Por: Juan Manuel Castulovich. Jurista
Seguiré insistiendo en que muchos podemos estar de acuerdo en que nuestra Constitución debe ser reformada; pero también, y por la otra parte, que cualquier iniciativa que se pretenda promover en ese sentido, debe encausarse de acuerdo al orden secuencial que mejor sirva a ese propósito. Por consiguiente, luego de que el presidente, en la conferencia de prensa del pasado 1 de agosto, definiera la ruta que su gobierno piensa seguir, considero oportuno los siguientes comentarios.
Primero: Según expresó, su intención es que, hacia el final de su mandato, Panamá tenga una Constitución que rija, a partir del 2029, de manera que no afecte los períodos de las actuales autoridades.
Segundo: Describió el proceso para llegar a ese resultado en varias etapas, que comenzarán a cumplirse, sin precisar ningún cronograma, a partir de enero del 2025:
Una primera etapa de “alfabetización constitucional”, durante la cual se explicará, ¿Cómo funcionan las constituciones?
Una segunda etapa “para los debates”, en la que hay que suponer que se recibirán las propuestas de reformas y durante la cual estas serán discutidas públicamente.

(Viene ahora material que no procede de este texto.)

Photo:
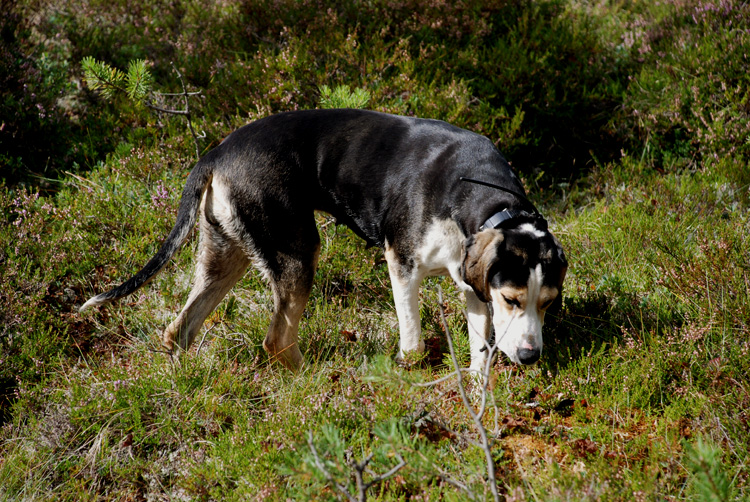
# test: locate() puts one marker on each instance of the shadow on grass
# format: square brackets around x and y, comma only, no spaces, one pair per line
[597,321]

La convocatoria de las elecciones para elegir la Asamblea Constituyente, que no sería “paralela”, pues, según afirmó estas no son “asambleas constituyentes”.
Las sesiones de la Asamblea Constituyente, sin precisar cuál sería su duración.
La promulgación de la Constitución, al final de su mandato.
Tercero: No hizo ninguna referencia a si el texto que pudiera aprobar la Asamblea Constituyente sería sometido a una consulta popular.
De acuerdo a esa secuencia, los textos específicos del futuro estatuto constitucional, según se colige de las explicaciones presidenciales, serán los que determine “la Asamblea Constituyente”; por tanto, lo que eventualmente se cambiaría de la Constitución vigente, solo sería conocido al final del proceso propuesto. En otras palabras, si lo que se reformaría solo vendría a ser conocido cuando la “Asamblea Constituyente” concluya sus deliberaciones y las apruebe, se estarían posponiendo para el final determinar lo “qué se reformaría”, anteponiéndole las etapas que, lógicamente, debieran ser posteriores a esa definición. En otras palabras, se daría primacía a “cómo” y “cuando” hacer los cambios constitucionales, sin previamente haber respondido a la pregunta esencial, con la que se debe partir cualquier proceso constituyente: ¿Qué es lo que se justifica cambiar del texto constitucional vigente y por qué?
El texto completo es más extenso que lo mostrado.